Slow Cooker Shoyu Pulled Pork Sliders with Pineapple Slaw
Yield: serves 4-6, multiply as needed
- 4 pounds boneless pork shoulder, excess fat trimmed off
- 1 1/2 cups reduced sodium soy sauce
- 1 1/2 cups dark brown sugar, packed
- 3/4 cup water
- 2 inch ginger, peel and sliced
- 8 garlic cloves, peeled and smashed
- 1 small head green cabbage, shredded
- 2 medium carrots, cut into matchsticks
- 3 jalapeños, thinly sliced (optional)
- 1 1/2 teaspoon fine sea salt
- 1 - 15.5 oz Del Monte Pineapple Slices in heavy syrup, sliced into chunks, reserve syrup
- 3 Tablespoons reserved pineapple syrup from can
- 2 Tablespoons rice vinegar
Sauce & Other Components:
- 2 cups reserved shoyu pork sauce
- 2 Tablespoons cornstarch
- King's Hawaiian Original Hawaiian Sweet Rolls
- Sriracha mayo (optional), as needed
Whisk together soy sauce, brown sugar, and water in the slow cooker pot. Add pork, ginger, and garlic. Cover pot. Cook on high heat for 5-6 hours. Flip pork midway through cooking. Shoyu pork is done with meat can be easily shredded with a fork.

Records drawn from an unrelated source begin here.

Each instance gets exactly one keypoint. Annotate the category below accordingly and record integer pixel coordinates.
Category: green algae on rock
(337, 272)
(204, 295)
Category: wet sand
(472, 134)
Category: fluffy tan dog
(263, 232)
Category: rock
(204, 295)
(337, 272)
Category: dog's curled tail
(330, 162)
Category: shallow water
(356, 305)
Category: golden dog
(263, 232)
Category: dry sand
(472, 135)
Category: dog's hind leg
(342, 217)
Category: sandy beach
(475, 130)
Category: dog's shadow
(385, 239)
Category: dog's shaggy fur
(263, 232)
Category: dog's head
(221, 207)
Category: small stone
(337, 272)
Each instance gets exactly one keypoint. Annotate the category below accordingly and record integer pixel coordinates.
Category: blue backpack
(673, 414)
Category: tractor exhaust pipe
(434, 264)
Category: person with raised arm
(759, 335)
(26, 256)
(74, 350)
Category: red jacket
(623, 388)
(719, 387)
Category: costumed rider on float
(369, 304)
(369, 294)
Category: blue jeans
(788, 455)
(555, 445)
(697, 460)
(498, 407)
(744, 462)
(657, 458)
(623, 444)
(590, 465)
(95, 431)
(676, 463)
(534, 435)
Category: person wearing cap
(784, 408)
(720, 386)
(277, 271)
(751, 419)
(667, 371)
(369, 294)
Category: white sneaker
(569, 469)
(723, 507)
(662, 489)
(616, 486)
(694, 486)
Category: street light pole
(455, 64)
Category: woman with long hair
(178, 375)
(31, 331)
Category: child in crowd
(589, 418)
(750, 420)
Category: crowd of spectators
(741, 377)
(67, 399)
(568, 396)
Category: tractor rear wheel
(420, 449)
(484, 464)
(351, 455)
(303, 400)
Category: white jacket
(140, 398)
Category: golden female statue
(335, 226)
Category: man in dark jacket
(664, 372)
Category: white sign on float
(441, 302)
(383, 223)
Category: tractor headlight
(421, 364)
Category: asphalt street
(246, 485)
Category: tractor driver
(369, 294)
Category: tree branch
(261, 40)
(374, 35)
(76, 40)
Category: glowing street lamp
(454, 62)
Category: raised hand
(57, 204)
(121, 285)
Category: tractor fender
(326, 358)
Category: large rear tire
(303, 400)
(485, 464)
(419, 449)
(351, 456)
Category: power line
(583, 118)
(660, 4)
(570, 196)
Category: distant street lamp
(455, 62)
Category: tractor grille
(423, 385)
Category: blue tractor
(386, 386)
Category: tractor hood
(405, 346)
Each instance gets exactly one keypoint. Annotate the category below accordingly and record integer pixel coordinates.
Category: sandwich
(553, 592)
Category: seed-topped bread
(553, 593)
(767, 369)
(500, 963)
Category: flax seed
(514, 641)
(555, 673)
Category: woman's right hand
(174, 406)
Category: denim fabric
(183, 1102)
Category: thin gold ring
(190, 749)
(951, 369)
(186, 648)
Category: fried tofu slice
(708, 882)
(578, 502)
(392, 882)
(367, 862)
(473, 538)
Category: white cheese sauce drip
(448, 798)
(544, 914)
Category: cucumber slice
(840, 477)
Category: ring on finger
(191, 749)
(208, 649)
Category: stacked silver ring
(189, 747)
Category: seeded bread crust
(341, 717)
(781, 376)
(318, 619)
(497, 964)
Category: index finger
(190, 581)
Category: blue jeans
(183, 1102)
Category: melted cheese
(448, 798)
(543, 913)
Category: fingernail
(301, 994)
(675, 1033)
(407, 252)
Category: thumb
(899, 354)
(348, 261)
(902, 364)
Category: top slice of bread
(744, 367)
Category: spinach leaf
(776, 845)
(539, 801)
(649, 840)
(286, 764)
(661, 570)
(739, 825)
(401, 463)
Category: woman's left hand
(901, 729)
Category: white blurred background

Remove from heat and allow to cool down. Strain out ginger and garlic and discard. For best results, allow shoyu pork mixture it chill overnight in the fridge.
Skim off any fat that may have risen to the surface. Remove pork from liquids. Strain and reserve 2 cups of liquid and set aside. Shred pork using two forks and set aside.
In a large bowl toss together shredded cabbage, carrots, jalapeño, and salt. Add pineapple chunks, syrup, and rice vinegar. Toss to combine. Make immediately before assembling sliders, or keep chilled until ready to use.